Recentl,y when Baile nan Gàidheal, (The Highland Village) wanted to construct a display for a new building addition to its living history museum and Gaelic folklife centre, they turned to the Fr. Charles Brewer Celtic Collection to inquire about partnering to digitize important original Gaelic questionnaires the library has in its collection by John Lorne Campbell, who undertook the first comprehensive survey of the Gaelic language in Nova Scotia in 1932.
Likewise, musical artists Mary Jane Lamond, Heather Sparling and Mairi Britten, who is also a StFX Celtic Studies professor, have drawn on the Celtic Collection as a valuable resource in their efforts to create a comprehensive database of Gaelic songs in Nova Scotia as part of their three year Language in Lyrics project.
Similarly, international researchers, such as Rob Dunbar, chair of celtic languages, literature, history and antiquities at the University of Edinburgh, whose research interests include Gaelic in Canada, are frequently in touch for their work.
Located just off the Hall of the Clans on the library’s third floor, the two rooms that house the Celtic Collection have been part of the Angus L. Macdonald Library since the four-storey brick building opened in 1965.

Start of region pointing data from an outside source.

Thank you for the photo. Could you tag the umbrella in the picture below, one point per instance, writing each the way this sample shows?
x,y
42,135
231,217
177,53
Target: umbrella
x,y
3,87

With over 10,000 items from extremely rare material dating back to 1690, to the most modern scholarship, the collection has grown over the years to become the largest of its kind in Canada and is recognized as one of the most significant in North America.
“The importance of this unique, valuable, and rare collection, to our students, faculty, the local Nova Scotia Gaelic community, as well as a widely distributed network of scholars, is evidenced by the myriad and ongoing use of its resources,” Cameron said. “It is a modern day success story of institutional support for a marginalized language and culture.”
The collection, she said, represents the heritage and culture of StFX’s founders and helps preserve and promote the literature, folklore, history, language, and music of the Celtic peoples, specifically the Scottish Gael, and it houses some important Canadiana and Nova Scotia history resources.
Although the emphasis is on Scottish Gaelic, Cameron suggested all Celtic languages are represented including Irish, Manx, Welsh, Cornish, and Breton.
Cameron highlighted how library staff were able to assist musician Mary Beth Carty, after she reached out to the Celtic Collections when she wanted to enhance the authenticity of recording a particular song, and were able to track it down for her on Gael Stream, Struth nan Gàidheal, Cape Breton Gaelic Folklore Archive digital collection.
Staff were also able to help scholar Effie Rankin in her research for her latest publication, “‘Bidh mi Cumha mu d’Dhéibhinn gu Bràth’[I Shall Grieve for You Forever]: Early Nova Scotian Gaelic Laments.”
The mandate for the collection is to support the students and faculty of the Celtic department by collecting, preserving, and providing access to scholarly materials in relevant, multi-disciplinary subject areas.
Local playwright Duncan MacDonald, who has authored productions such as Ships of 180, uses the Fr. Charles Brewer Celtic Collection. StFX Canada Research Chair in Digital Humanities Laura Estill has also approached the Celtic Collections in relation to a collaborative project for two new courses she is teaching on book histories.